Regardez ! là sur le vieux cliché , les hommes à chapeau , les bourgeois qui posent pour la photo ,leurs épouses sont  probablement dans leur demeure et les enfants à l'école en cette heure matinale ...et là ,bien plus nombreux , les hommes à casquette , les ouvriers, un peu en retrait on voit les femmes, et accrochés à leurs jupes leur "marmaille" .

Eux aussi ont fait grêve parce que les femmes et enfants étaient sous payés ,parce que le travail était harassant pour un salaire de misère et qu'il fallait tirer le diable par la queue pour survivre. Les accidents étaient nombreux et laissaient les familles dans le désespoir . Ils essayaient de rendre leur vie  de labeur moins douloureuse , ils espéraient une vie meilleur que leurs 14 H 6jours sur 7 pour leurs enfants .

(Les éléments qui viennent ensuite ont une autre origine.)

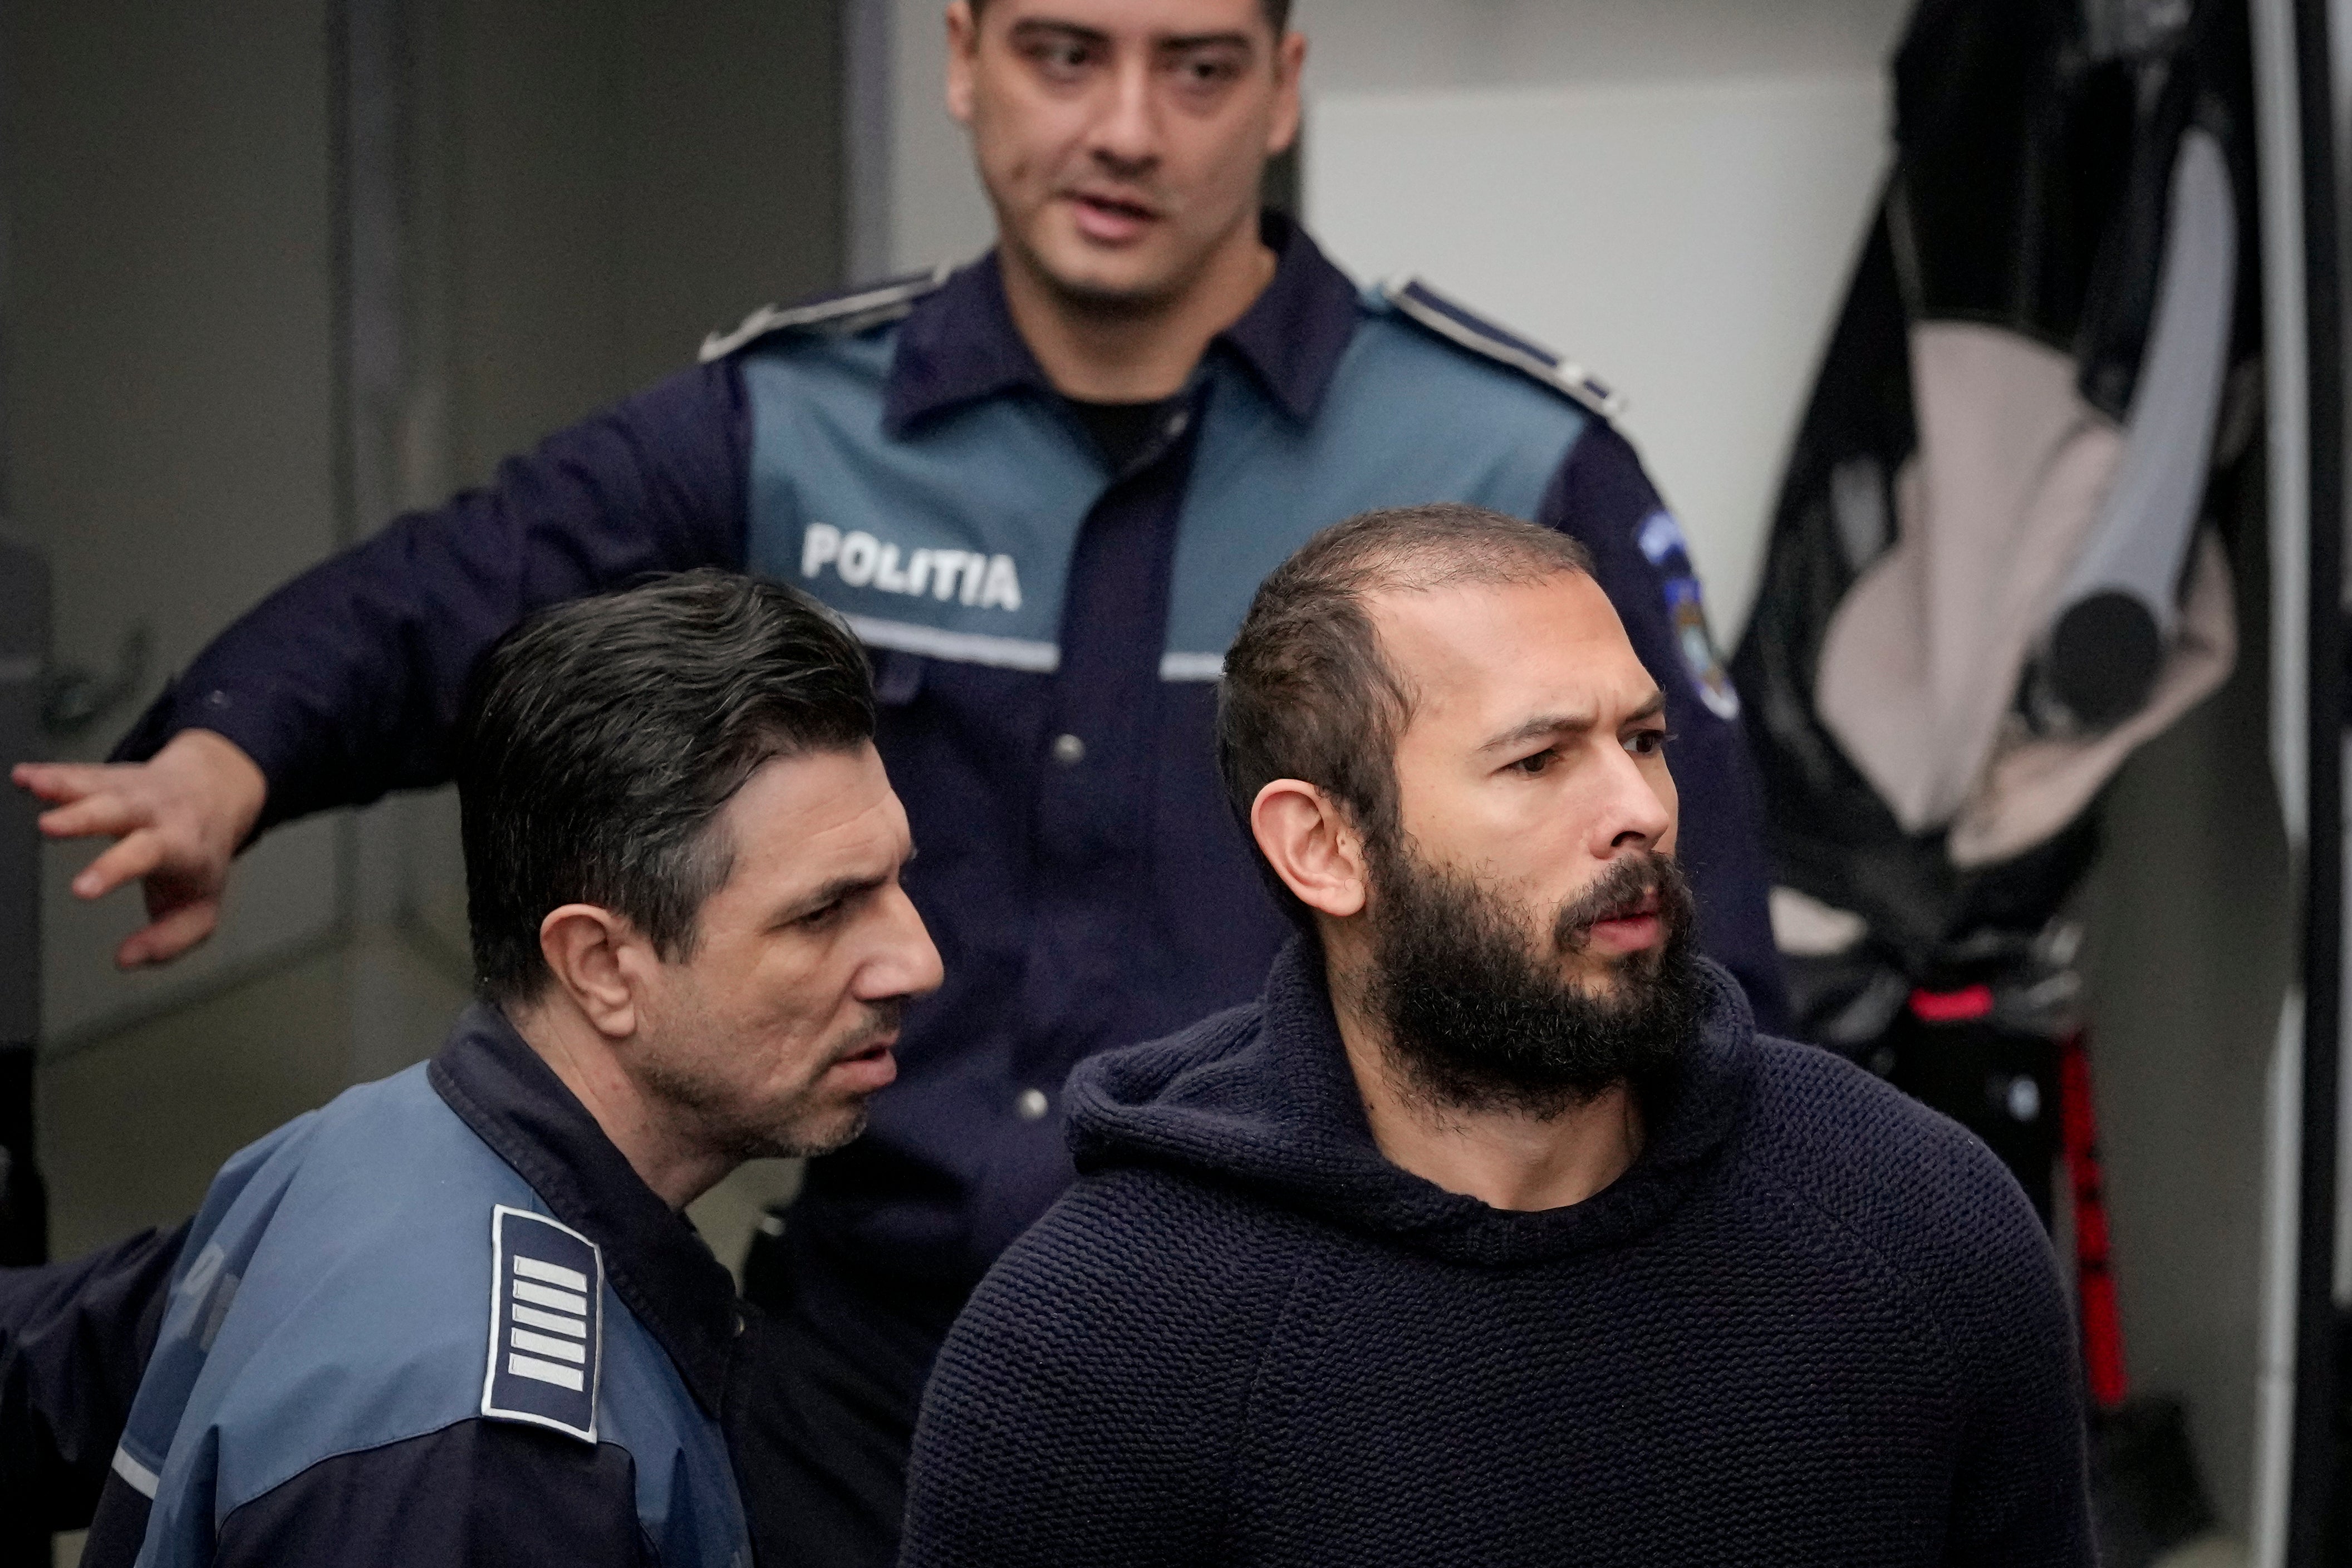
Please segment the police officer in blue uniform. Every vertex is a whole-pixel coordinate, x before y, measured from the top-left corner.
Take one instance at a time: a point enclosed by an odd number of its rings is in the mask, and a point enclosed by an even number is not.
[[[1217,781],[1260,578],[1367,507],[1581,539],[1667,693],[1699,940],[1782,1009],[1738,702],[1610,394],[1434,291],[1360,290],[1262,214],[1298,118],[1285,0],[954,0],[950,107],[999,245],[763,310],[702,364],[399,519],[201,654],[110,768],[20,770],[147,879],[126,961],[208,930],[252,833],[450,768],[458,694],[536,606],[748,567],[848,618],[948,981],[867,1134],[755,1248],[813,1561],[883,1562],[930,1359],[1071,1179],[1071,1065],[1255,994],[1285,926]],[[1239,913],[1236,913],[1239,912]]]
[[[939,982],[873,723],[837,622],[741,576],[500,644],[460,785],[484,1000],[223,1167],[85,1564],[749,1568],[745,1324],[678,1210],[853,1136]]]

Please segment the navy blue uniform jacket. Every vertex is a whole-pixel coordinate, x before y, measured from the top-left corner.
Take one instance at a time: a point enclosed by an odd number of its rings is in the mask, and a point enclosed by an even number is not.
[[[203,727],[265,826],[436,784],[477,657],[541,605],[719,564],[800,584],[877,662],[879,744],[947,963],[803,1245],[960,1296],[1071,1179],[1071,1066],[1253,995],[1286,935],[1217,778],[1218,663],[1259,580],[1367,507],[1480,502],[1591,549],[1667,694],[1702,946],[1780,1008],[1750,766],[1674,519],[1607,423],[1360,295],[1269,219],[1273,282],[1108,470],[992,260],[772,329],[399,519],[207,649],[122,755]],[[1495,356],[1501,356],[1498,360]]]
[[[745,1327],[692,1228],[475,1008],[221,1168],[82,1561],[750,1568]]]
[[[1080,1067],[1087,1174],[940,1353],[902,1568],[2087,1568],[2024,1194],[1708,976],[1640,1156],[1545,1213],[1381,1157],[1308,947]]]

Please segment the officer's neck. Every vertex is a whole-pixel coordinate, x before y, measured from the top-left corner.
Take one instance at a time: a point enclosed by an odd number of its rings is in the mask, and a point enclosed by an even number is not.
[[[1255,214],[1235,225],[1199,274],[1164,301],[1107,306],[1056,284],[1018,246],[998,250],[1013,324],[1054,390],[1088,402],[1175,396],[1208,351],[1273,281],[1274,252]]]
[[[629,1168],[670,1207],[684,1208],[741,1163],[631,1073],[561,986],[549,987],[536,1002],[509,1008],[507,1016]]]

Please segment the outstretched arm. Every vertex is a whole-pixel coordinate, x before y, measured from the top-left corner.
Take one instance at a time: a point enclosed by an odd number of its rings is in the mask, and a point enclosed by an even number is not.
[[[126,967],[212,932],[253,834],[449,777],[483,651],[533,610],[648,572],[740,566],[748,413],[731,362],[672,377],[401,517],[248,612],[168,687],[116,766],[14,773],[53,838],[117,841],[74,881],[146,884]]]
[[[213,934],[228,862],[269,792],[253,758],[208,729],[180,731],[145,762],[26,762],[14,777],[53,808],[40,818],[50,838],[114,840],[74,878],[77,896],[144,883],[147,924],[115,949],[126,969],[175,957]]]

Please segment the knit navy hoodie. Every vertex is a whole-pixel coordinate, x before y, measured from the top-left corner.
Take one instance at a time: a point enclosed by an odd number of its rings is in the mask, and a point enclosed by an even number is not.
[[[1381,1157],[1299,945],[1082,1066],[1083,1179],[949,1336],[901,1563],[2090,1563],[2024,1197],[1706,979],[1641,1158],[1548,1213]]]

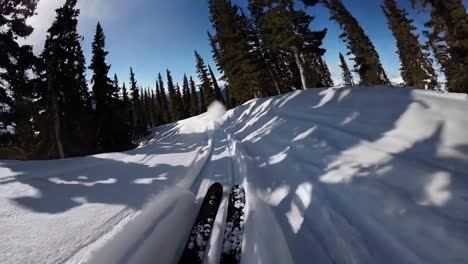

A l'époque du livre l'Afrique occidentale francaise , le soudan où se déroule le recit était la France , et  cette différence entre  petit peuple et famille plus aisée était marquée ici par la différence de couleur de peau.

C'est tout à fait par hasard que je suis "tombée" sur ce livre parmi d'autres que quelqu'un m' avait donné pour la bibliothèque des ecoliers de Tin essamed ou de l'ecole songhoi de gao . Le livre est bien trop difficile pour des enfants de Moins de 12 ans dont le français en plus ,n'est pas vraiment la langue maternelle. En lisant le nom de l'auteur j'ai remarqué que c'était le même que celui du cinéaste dont je vous ai mis en ligne l'un des films .Alors j'ai ouvert le livre ,...je suis retourné au Mali quand il s'appelait Soudan et j'ai rencontré au fil des pages M Leblanc qui n'est jamais parvenu à se faire comprendre des africains, Sounkaré le gardien ,Bakayoko et tant d'autres....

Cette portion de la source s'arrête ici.